Tellabs Pulls a Switch
The company said the move is an attempt to "reinvent Tellabs" by more closely aligning its "cost structure and asset base with expected revenues." The TITAN 6700 isn't in any trials and was therefore not likely to produce revenues anytime soon.
Tellabs' mediocre results in next-generation optical networking have become more apparent in recent months, as it struggles to compete with a host of startups in a bleak spending environment (see Tellabs Losing Its Edge?). The news is especially troubling for investors, because the company has pinned future expectations to the success of its new lines of optical switches (see Tellabs Pins Hopes on Optical).
But some analysts say the move is positive because it indicates Tellabs' willingness to make tough decisions. "Equipment makers are having to decide which of their children will stay in the liferaft," says Rick Schafer of CIBC World Markets. "This shows Tellabs is willing to address meaningful change."
Schafer says the TITAN 6700, a point-to-point, electrically-based optical core switch, was over 12 months late to market and lacked key features, such as support for mesh networking. These drawbacks made competition against the likes of established players such as Ciena Corp. (Nasdaq: CIEN) and Tellium Inc. (Nasdaq: TELM) tough, particularly given the downturn in carrier spending.
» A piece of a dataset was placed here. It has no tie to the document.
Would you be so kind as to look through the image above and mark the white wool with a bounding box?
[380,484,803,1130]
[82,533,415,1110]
Tellabs says it's redeploying most of the resources that were dedicated to the TITAN 6700 to its other optical platform, the TITAN 6100, a 32-channel DWDM system that supports ring topologies for metro networks. For instance, a wavelength management system initially developed for the optical switch is set to be ported to the TITAN 6100.
But the jury's out on whether these measures will be sufficient to propel Tellabs' optical strategy out of its inertia.
The TITAN 6100 has a couple of strikes against it. Despite its solid feature set and the fact that it's generating revenue for Tellabs, it reportedly hasn't distinguished itself with carriers. Though Tellabs' latest quarterly report states that the 6100 and the 6500 ATM crossconnect combined accounted for more than 10 percent of last quarter's revenues (see Tellabs Pins Hopes on Optical), analysts believe the 6100's share of that slice was minimal.
To boot, the TITAN 6100 recently made headlines by being passed over by Verizon Communications Inc. (NYSE: VZ), which is a longtime customer of Tellabs' digital crossconnect switch, the TITAN 5500.
Reasons for Verizon's snub aren't clear. But analysts believe the 6100's features aren't compelling enough at the price. "We consider [the TITAN 6100] a 'me too' product," states Alex Henderson of Salomon Smith Barney in a note issued today.
Henderson indicates that Tellabs is between a rock and a hard place. "In our opinion, the weak performance of the TITAN 6500 and the waning position of the TITAN 5500 puts Tellabs in a precarious position in terms of new product opportunity and portfolio longevity."
"This is a legacy equipment company that has struggled to make inroads in next-generation Sonet and WDM," says CIBC's Schafer. "They need to make an aggressive move." In his opinion, it would behoove Tellabs to consider leveraging the strength left in its balance sheet and stock price toward acquiring the optical innovation it lacks.
He isn't alone. For months, the industry rumor mill has featured a marriage of Tellabs and Sycamore Networks Inc. (Nasdaq: SCMR). From time to time, gossip also favors a possible acquisition of Calient Networks Inc., the photonic switch startup with which Tellabs has a longstanding investment and interoperability relationship (see Calient Networks).
Right now, Sycamore is favored. "Tellabs reportedly has had some problems with software, and Sycamore's strong in software," says Sam Greenholtz, senior analyst at Communications Industry Researchers Inc. He says Sycamore lacks Tellabs' expertise in hardware.
Tellabs declines to comment on strategic elements of its business plans, such as acquisitions. But the present economic crunch could put any hopes of a merger on hold. Calient has struggled in recent months with its own financial position, and Sycamore's problems are well known (see Sycamore Enters Crisis Mode).